Crash of a Beechcraft C99 Airliner near San Luis Obispo: 15 killed

Date & Time: Aug 24, 1984 at 1118 LT
Type of aircraft:
Operator:
Registration:
N6399U
Flight Phase:
Survivors:
No
Schedule:
Los Angeles – Santa Maria – San Luis Obispo – San Francisco
MSN:
U-187
YOM:
1982
Flight number:
RM628
Crew on board:
2
Crew fatalities:
Pax on board:
13
Pax fatalities:
Other fatalities:
Total fatalities:
15
Captain / Total flying hours:
4110
Captain / Total hours on type:
873.00
Copilot / Total flying hours:
6194
Copilot / Total hours on type:
62
Circumstances:
Wings West Airlines Flight 628, a commuter flight, departed Los Angeles for San Francisco, with scheduled en route stops at Santa Maria and San Luis Obispo. At 11:10, Flight 628 left the gate at San Luis Obispo. The weather at the time was essentially clear and the visibility was 15 miles. At 11:16, after taking off from runway 29, Flight 628 called the Los Angeles ARTCC and reported that it was climbing through 2,700 feet 'IFR to San Francisco.' At 11:17:23, the Los Angeles ARTCC’s radar controller cleared Flight 628 to the San Francisco airport, as filed, to climb and maintain 7,000 feet. At 11:17:38 the aircraft collided head-on with Rockwell Commander N112SM at 3,400 feet. This single-engined aircraft had departed Paso Robles Airport on a training flight with two pilots on board. Nll2SM was flying in visual meteorological conditions and under VFR in the vicinity of the San Luis Obispo Airport just before the collision.
Probable cause:
The failure of the pilots of both aircraft to follow the recommended communications and traffic advisory practices for uncontrolled airports contained in the Airman’s Information Manual to alert each other to their presence and to enhance the controller’s ability to provide timely traffic advisories.

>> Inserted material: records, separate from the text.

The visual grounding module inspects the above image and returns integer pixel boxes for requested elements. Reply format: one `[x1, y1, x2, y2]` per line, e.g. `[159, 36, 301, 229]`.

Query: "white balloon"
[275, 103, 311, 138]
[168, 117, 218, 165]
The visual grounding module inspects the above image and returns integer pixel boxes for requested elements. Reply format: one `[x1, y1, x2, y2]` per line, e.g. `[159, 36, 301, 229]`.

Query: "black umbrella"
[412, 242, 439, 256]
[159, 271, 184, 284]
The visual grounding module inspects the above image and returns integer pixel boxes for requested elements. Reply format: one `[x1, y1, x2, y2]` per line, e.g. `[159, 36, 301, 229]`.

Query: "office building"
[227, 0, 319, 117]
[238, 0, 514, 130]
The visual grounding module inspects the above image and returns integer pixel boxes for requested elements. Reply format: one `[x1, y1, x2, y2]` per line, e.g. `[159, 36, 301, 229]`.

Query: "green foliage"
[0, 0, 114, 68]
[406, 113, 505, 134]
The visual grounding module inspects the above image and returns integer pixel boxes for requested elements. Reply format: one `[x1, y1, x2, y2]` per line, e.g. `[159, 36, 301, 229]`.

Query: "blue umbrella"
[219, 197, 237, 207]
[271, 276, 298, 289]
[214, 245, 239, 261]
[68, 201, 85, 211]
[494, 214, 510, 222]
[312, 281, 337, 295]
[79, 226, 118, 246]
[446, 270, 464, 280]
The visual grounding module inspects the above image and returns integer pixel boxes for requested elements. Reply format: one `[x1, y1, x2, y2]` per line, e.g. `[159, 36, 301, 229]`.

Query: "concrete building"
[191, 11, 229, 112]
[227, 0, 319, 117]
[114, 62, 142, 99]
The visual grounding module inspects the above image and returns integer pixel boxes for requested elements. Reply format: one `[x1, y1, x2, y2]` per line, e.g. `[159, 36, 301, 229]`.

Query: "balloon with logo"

Underlying the accident were the physiological limitations of human vision and reaction time. Also underlying the accident was the short time available to the controller to detect and appraise radar data and to issue a safety advisory. Contributing to the accident was the Wings West Airlines policy which required its pilots to tune one radio to the company frequency at all times.